I think a lot of great meals begin at the bar. When dining in Portland, especially, the culinary experience really starts with the cocktail. The bartenders and mixologists in this town work with the best ingredients – the same way the chefs operate in the kitchen. Plus, how that cocktail is presented is the ultimate preview for your dining journey.

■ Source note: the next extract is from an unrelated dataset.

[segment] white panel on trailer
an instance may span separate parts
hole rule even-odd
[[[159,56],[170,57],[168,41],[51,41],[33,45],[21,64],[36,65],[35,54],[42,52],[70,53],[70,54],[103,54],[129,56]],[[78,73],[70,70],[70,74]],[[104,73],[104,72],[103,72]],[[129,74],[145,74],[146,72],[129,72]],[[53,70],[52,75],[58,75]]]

At Irving Street Kitchen, I sat at the bar and waited for my friend to arrive. So, I ordered a cocktail. It was hot out and I wanted something refreshing. My eyes darted towards the Carolina Julep c.1890. I went to a woman’s college in Virginia and our cocktail, more or less, was the mint julep. We’d go to Foxfield Races (steeplechase) held annually each spring in Charlottesville and pay more attention to the Bourbon cocktails than all the pretty horses flying by. My point is that the mint julep is a civilized summer cocktail for ladies and gentlemen.
Let’s get one thing straight. This Carolina Julep is listed with a circa date. I understood immediately that the bartender who put this on the bar menu knew what he or she was doing. It was prepared with Elijah Craig 12 year Bourbon, mint, sugar, splash of sweet tea at Irving street kitchen. It was perfect. And, I got a good glimpse into the quality of ingredients that would come to pass.
My friend arrived and we ordered. I explained to the bartender, Alison (I think that’s her name!) that I was gluten free. She ended up taking care of me for the rest of the night. The service was impeccable.
I got the Heirloom Tomato and Raw Zucchini Salad with Black Pepper Vinaigrette and a side order of the Smoked Tasso Jambalaya.
The salad was bright and fresh with tangy tomatoes and delicate zucchini. The basil was more like a pesto puree and added some depth to the light flavors.
The jambalaya had a hint of heat but was really rich and fragrant with a pleasant, earthy, forest floor flavor. It reminded me of a Rhone red wine with dusty notes of earth and cocoa powder.
Alison (and I will owe her big time if I got her name wrong!) brought out a glass of King’s Ridge Riesling to sample with the two courses. It was fragrant and off-dry, with good upfront acidity and flavors of white peaches and lychee. It went well with the salad, and, to an extent it paired fairly well with the jambalaya (as Riesling dances well with spicy fare), only, because of the smoked richness, a Rhone would have been a super yummy accompaniment.
All in all, this place nods to the American southeast and takes you on a journey there and beyond. I look forward to returning and turning another corner on the Irving Street menu to discover another pleasant cocktail – which will certainly lead to another enjoyable meal.